Here's the thing, though: the studies really do suggest "having children does not bring joy to our lives", as Nattavudh Powdthavee, of York University, put it in a recent overview of the research, published in the Psychologist. (Read it at tinyurl.com/ccudqp.) For most people, parenthood leads to no increase, or a decline, in satisfaction - a finding so counterintuitive that a common response is to assume the studies must be flawed. But there's little mileage in attacking the methodology, which often involves asking thousands of people, repeatedly over years, to rate their overall satisfaction with life. Some may be bad at recalling how happy they've been recently; some may lie. But there's no reason to think that would skew the results against parenthood: if anything, the taboo against admitting to regretting having kids may push things the other way.
What makes us so certain that parenthood will make us happy, Powdthavee argues, is the "focusing illusion": contemplating any major life change, we overrate the effect it will have. We imagine living idyllically after making millions; in fact, wealth leaves most people unchanged. Or we move cities, convinced that location is everything. (Classic Onion story: "All of area resident Brian Shepard's problems, including his fear of commitment, lack of personal direction and inability to learn from past failures, will be instantly solved this week when the 29-year-old moves to a new city.") Besides, the belief that children make us happy is what the psychologist Daniel Gilbert calls a "super-replicator": civilisation depends on it, and those who disagree tend not to have kids, so their views don't percolate down the generations.
More intriguing to me, though, is how many parents insist parenthood is fulfilling.

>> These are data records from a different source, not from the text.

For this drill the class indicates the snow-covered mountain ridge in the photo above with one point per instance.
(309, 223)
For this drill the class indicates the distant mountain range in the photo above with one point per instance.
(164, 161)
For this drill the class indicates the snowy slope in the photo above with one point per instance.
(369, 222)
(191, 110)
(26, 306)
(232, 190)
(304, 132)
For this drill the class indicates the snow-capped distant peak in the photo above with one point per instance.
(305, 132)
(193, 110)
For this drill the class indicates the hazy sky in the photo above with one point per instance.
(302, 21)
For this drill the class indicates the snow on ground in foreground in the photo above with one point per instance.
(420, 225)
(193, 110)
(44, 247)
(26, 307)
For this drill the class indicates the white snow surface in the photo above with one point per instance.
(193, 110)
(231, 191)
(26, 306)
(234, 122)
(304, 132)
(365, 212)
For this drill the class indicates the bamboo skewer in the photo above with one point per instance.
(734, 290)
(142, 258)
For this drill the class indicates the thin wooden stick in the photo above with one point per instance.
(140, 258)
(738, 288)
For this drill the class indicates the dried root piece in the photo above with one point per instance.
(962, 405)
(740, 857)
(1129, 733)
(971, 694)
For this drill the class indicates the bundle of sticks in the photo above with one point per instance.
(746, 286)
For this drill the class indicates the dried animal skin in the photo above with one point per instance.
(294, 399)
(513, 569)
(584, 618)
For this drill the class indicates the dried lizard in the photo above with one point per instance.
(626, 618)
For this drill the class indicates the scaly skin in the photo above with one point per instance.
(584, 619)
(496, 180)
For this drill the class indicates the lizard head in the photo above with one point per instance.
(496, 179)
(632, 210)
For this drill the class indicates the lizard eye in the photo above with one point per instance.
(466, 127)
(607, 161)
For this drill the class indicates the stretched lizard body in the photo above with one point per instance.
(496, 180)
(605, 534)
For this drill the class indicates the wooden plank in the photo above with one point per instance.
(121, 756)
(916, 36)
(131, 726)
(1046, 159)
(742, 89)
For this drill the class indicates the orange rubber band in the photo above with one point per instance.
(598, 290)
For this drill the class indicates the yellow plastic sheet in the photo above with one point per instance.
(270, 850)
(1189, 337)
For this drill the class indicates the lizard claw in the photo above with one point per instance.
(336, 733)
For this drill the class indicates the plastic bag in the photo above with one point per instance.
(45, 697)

Assuming they're telling the truth, and assuming the life-satisfaction studies mentioned above aren't bunkum, this raises mind-bending possibilities. Are fulfilment and satisfaction fundamentally different? We know fulfilment's different from pleasure, obviously: most things worth doing - child-rearing included - aren't
24-hour fun. But the researchers weren't asking about fun; they were asking about life-satisfaction. Suppose you're a parent whose survey response showed you were less satisfied than when you weren't a parent. Now suppose someone else asks you if parenthood is fulfilling, and you glow with conviction as you answer yes. Which response is the more "true"? I'm baffled. I have no idea. And I fear there's only one way to find out.